Runoff voting, on the other hand, in one-third of nonpartisan elections where a runoff is held, there is a comeback election.

In Long Beach, California, there was a write-in candidate who won the runoff. That kind of result would not be possible if Long Beach passes the rule that San Francisco passed -- which was made moot by RCV's adoption there, where the ballot information pamphlet lied to the voters: "A winner will still be required to gain a majority." Worst "impartial" ballot question analysis I've ever seen, and the opponents of RCV, and they were many, didn't even notice it. That shows how little attention has been paid to the value of Runoff Voting.

In any case, there are instructions to the clerks in Robert's Rules about the importance of educating voters as to the value of complete ranking, because if voters don't completely rank the candidates, it is possible that no candidate will gain a majority, "and the election will have to be repeated." It is totally explicit, and Rob Richie is a bold-faced liar. He made his usual "I don't have time to continue this" escape.

While random choice has an appeal, where deliberation is impossible and where results over many elections will average out, what if 1% of the electorate wants to elect a crazy who will start a nuclear war?

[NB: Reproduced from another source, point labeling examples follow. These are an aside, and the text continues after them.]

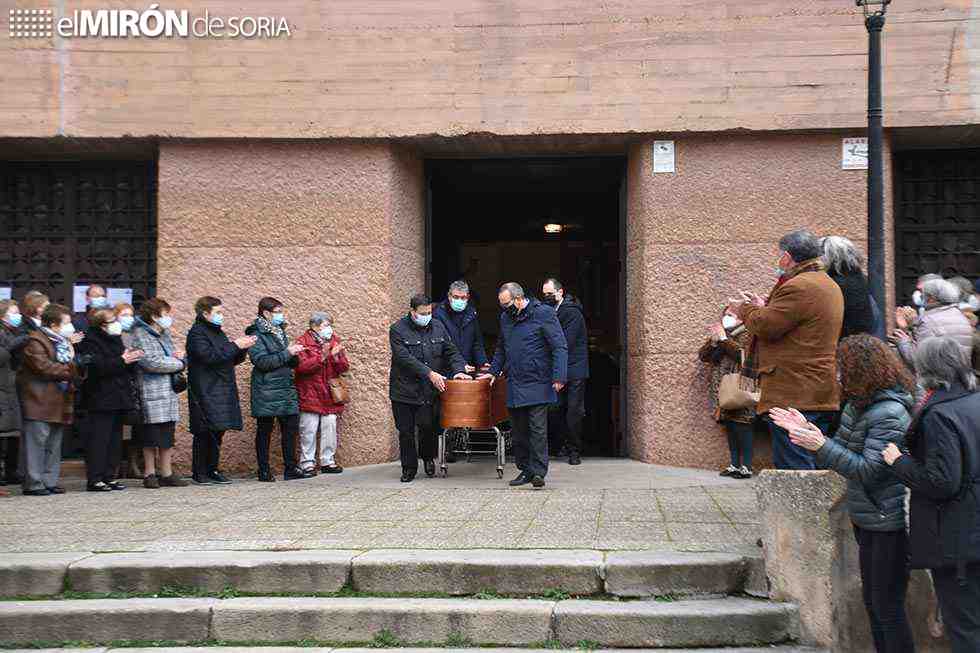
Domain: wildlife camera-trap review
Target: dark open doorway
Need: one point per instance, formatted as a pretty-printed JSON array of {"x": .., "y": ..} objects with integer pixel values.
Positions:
[{"x": 487, "y": 222}]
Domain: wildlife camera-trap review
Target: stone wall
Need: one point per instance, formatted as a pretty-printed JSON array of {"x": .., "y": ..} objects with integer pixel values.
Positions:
[
  {"x": 320, "y": 226},
  {"x": 382, "y": 69}
]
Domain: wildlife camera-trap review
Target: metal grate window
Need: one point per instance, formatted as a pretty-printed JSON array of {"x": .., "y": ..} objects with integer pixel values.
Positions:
[
  {"x": 937, "y": 216},
  {"x": 63, "y": 224}
]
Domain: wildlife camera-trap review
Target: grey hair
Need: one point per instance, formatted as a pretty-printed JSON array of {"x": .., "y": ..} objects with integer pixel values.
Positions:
[
  {"x": 514, "y": 288},
  {"x": 319, "y": 317},
  {"x": 942, "y": 291},
  {"x": 841, "y": 255},
  {"x": 940, "y": 362},
  {"x": 965, "y": 286},
  {"x": 801, "y": 245}
]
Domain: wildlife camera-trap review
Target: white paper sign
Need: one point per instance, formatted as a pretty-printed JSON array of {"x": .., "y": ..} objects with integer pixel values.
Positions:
[
  {"x": 119, "y": 295},
  {"x": 854, "y": 153},
  {"x": 78, "y": 302},
  {"x": 663, "y": 156}
]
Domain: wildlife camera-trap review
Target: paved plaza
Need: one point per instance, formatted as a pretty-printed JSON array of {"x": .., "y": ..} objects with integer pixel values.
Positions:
[{"x": 603, "y": 505}]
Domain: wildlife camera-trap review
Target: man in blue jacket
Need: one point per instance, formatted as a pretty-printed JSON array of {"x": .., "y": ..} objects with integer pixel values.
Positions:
[
  {"x": 532, "y": 351},
  {"x": 565, "y": 423}
]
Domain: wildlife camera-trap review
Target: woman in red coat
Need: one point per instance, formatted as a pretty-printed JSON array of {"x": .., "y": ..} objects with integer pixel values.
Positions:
[{"x": 322, "y": 359}]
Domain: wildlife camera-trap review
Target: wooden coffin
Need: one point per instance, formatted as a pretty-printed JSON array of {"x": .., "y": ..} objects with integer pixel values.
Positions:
[{"x": 473, "y": 404}]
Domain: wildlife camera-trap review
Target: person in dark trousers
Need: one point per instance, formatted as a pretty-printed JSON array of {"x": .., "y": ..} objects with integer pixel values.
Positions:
[
  {"x": 565, "y": 420},
  {"x": 422, "y": 357},
  {"x": 12, "y": 342},
  {"x": 532, "y": 352},
  {"x": 107, "y": 395},
  {"x": 458, "y": 315},
  {"x": 274, "y": 396},
  {"x": 843, "y": 262},
  {"x": 877, "y": 388},
  {"x": 942, "y": 468},
  {"x": 212, "y": 390}
]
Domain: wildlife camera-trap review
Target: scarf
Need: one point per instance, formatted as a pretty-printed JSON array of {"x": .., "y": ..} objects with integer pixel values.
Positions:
[
  {"x": 269, "y": 327},
  {"x": 751, "y": 365}
]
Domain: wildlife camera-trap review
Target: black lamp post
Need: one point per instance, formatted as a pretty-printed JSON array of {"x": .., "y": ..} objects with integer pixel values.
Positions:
[{"x": 874, "y": 21}]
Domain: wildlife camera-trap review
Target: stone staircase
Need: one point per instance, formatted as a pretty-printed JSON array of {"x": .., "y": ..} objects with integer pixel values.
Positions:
[{"x": 393, "y": 598}]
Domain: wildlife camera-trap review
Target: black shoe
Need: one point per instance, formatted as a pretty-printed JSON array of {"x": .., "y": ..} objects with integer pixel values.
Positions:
[{"x": 294, "y": 474}]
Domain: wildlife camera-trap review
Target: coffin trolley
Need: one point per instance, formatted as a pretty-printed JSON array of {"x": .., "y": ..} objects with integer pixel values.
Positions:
[{"x": 470, "y": 407}]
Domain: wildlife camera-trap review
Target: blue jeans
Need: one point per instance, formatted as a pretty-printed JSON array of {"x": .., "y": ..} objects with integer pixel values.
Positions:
[{"x": 785, "y": 454}]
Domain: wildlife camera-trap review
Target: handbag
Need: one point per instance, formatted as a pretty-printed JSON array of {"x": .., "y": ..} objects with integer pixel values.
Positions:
[
  {"x": 736, "y": 390},
  {"x": 178, "y": 381},
  {"x": 338, "y": 390}
]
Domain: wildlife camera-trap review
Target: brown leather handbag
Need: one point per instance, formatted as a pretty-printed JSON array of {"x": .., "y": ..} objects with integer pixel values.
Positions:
[{"x": 338, "y": 390}]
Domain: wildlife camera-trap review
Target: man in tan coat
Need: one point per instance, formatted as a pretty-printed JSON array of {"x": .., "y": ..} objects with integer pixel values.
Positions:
[{"x": 795, "y": 349}]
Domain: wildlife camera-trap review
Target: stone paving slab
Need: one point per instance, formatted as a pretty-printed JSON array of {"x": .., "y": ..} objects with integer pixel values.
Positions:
[
  {"x": 470, "y": 572},
  {"x": 605, "y": 505},
  {"x": 246, "y": 571}
]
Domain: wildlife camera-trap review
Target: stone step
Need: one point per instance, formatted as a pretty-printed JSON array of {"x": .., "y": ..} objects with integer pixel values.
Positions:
[
  {"x": 318, "y": 649},
  {"x": 515, "y": 622},
  {"x": 395, "y": 571}
]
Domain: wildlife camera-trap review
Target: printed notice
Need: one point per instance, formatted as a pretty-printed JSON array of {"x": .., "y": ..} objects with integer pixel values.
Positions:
[
  {"x": 118, "y": 296},
  {"x": 663, "y": 156},
  {"x": 78, "y": 299},
  {"x": 854, "y": 153}
]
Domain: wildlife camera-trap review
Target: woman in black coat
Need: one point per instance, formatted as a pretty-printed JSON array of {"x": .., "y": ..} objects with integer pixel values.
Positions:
[
  {"x": 942, "y": 468},
  {"x": 843, "y": 262},
  {"x": 107, "y": 395},
  {"x": 212, "y": 391}
]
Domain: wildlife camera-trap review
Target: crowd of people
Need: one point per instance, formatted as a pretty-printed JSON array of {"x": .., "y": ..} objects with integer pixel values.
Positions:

Could we afford to take a 1% chance of that?

Election process is best when it actually seeks consensus, and that requires more than one ballot, on occasion. Range ballots are great, but explicit approval should be indicated, which could be done by setting midrange as an approval cutoff. And if there is no majority approval, there should be a runoff. It could be argued that if there is more than one candidate with a majority, there should be a runoff, but I won't go there now. In spite of FairVote arguments, multiple majorities are very unlikely if Approval were implemented, or Bucklin or Range, or hybrids that allow multiple simultaneous approvals.